Commemorative plaque of formerly enslaved man unveiled at Montreal cemetery


Shadrach Minkins was an enslaved man who escaped from his owner in Norfolk in 1850, was arrested as a fugitive the following year in Boston, Massachusetts, and was rescued there by antislavery activists. Born into slavery, Minkins had various owners before being sold to John DeBree, a career naval officer, in 1849. He worked as a house servant for DeBree until making his escape in May 1850.

After passage of the Fugitive Slave Act in 1850, DeBree sent a slave catcher to Boston, and Minkins was arrested on February 15, 1851. Hundreds of antislavery activists gathered outside the courtroom where Minkins was being held, and a group of about twenty black men eventually broke through the doors and rescued Minkins, spiriting him through the streets of Boston and arranging for his journey to Canada via the Underground Railroad.
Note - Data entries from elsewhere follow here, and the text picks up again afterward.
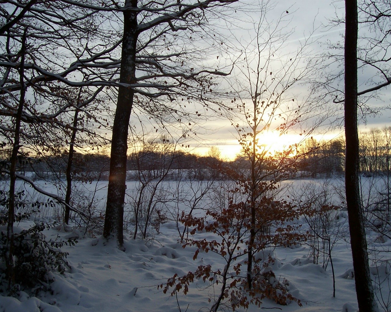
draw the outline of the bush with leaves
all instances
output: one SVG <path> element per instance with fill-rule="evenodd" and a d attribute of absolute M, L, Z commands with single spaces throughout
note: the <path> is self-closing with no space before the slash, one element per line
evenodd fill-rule
<path fill-rule="evenodd" d="M 236 179 L 234 187 L 226 191 L 228 199 L 224 207 L 210 209 L 205 217 L 186 216 L 181 220 L 185 226 L 192 229 L 190 234 L 192 236 L 186 241 L 183 247 L 197 247 L 194 259 L 200 252 L 211 252 L 223 258 L 224 268 L 206 264 L 184 276 L 174 275 L 165 285 L 159 286 L 163 292 L 173 287 L 172 295 L 180 291 L 186 294 L 190 283 L 196 279 L 220 287 L 213 292 L 215 297 L 210 299 L 213 301 L 211 311 L 216 312 L 222 305 L 233 310 L 240 307 L 247 308 L 250 304 L 259 307 L 265 298 L 279 304 L 294 301 L 301 305 L 300 300 L 289 293 L 289 282 L 285 280 L 280 282 L 276 278 L 270 265 L 274 260 L 267 249 L 289 246 L 306 240 L 308 233 L 300 233 L 300 225 L 292 222 L 305 212 L 310 213 L 310 208 L 276 200 L 273 191 L 277 187 L 275 183 L 270 181 L 258 183 L 256 188 L 260 196 L 255 203 L 256 239 L 252 241 L 249 209 L 251 198 L 247 181 L 244 176 Z M 197 238 L 197 233 L 205 232 L 214 234 L 215 238 Z M 246 269 L 250 245 L 253 266 L 251 285 L 249 287 Z"/>
<path fill-rule="evenodd" d="M 7 193 L 0 191 L 0 205 L 5 208 L 8 201 Z M 20 222 L 28 220 L 37 212 L 34 208 L 52 205 L 51 201 L 38 202 L 27 204 L 23 199 L 22 191 L 16 194 L 16 206 L 22 209 L 16 213 L 15 220 Z M 32 209 L 30 206 L 33 207 Z M 6 209 L 0 211 L 0 229 L 2 230 L 8 220 Z M 23 211 L 27 211 L 27 212 Z M 56 223 L 55 223 L 56 224 Z M 14 229 L 13 233 L 13 259 L 14 269 L 13 276 L 10 276 L 5 265 L 8 249 L 7 234 L 5 230 L 0 232 L 0 291 L 7 290 L 10 294 L 15 294 L 20 289 L 30 289 L 37 292 L 47 290 L 54 280 L 55 272 L 63 274 L 66 266 L 69 267 L 66 258 L 68 253 L 59 249 L 64 245 L 74 245 L 77 242 L 51 239 L 47 241 L 42 233 L 45 229 L 49 229 L 54 224 L 36 223 L 27 229 L 19 230 Z M 58 238 L 58 236 L 57 236 Z M 12 283 L 10 284 L 10 281 Z"/>
<path fill-rule="evenodd" d="M 14 236 L 14 256 L 15 261 L 15 284 L 11 293 L 20 289 L 30 289 L 32 291 L 47 290 L 54 280 L 53 272 L 63 274 L 66 266 L 69 266 L 66 258 L 67 252 L 59 248 L 64 245 L 74 245 L 75 241 L 47 241 L 42 231 L 48 226 L 43 223 L 36 224 L 28 230 L 23 230 Z M 8 278 L 3 263 L 6 255 L 7 235 L 0 233 L 0 276 L 2 288 Z"/>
After arriving in Montreal, Minkins married an Irish woman, had four children, and ran a barbershop until his death in 1875. He was 63 years old.

The plaque and gravestone

He was buried in Montreal’s Mount Royal Cemetery in a grave marked by an unassuming white tombstone.

A plaque commemorating Minkins was unveiled at the cemetery on Oct. 17. According to hip-hop artist and historian Aly Ndiaye, recognition is long overdue.

“When he crossed the border he kind of slept into anonymity and furthermore today,” Ndiaye said. “When we talk about slavery, we have to talk about resistance to slavery.”

“Those people, they weren’t passive victims of slavery. A lot of them resisted in their own ways,” he added.

Dorothy Williams, a history professor at Concordia University, says she makes a point of teaching her students at Concordia University about Minkins’s life to draw connections between the province and the Underground Railroad.

Aly Ndiaye

Installing a plaque at the cemetery is an example of public history, which she says could inspire more scholarship on slavery in Canada.

“It’s a sense of taking history out of the books. It becomes real, live, evidence of what you put on paper. And I put it on paper years ago,” she said. “We need to give prominence to Shadrach because it’s also representative of our community.”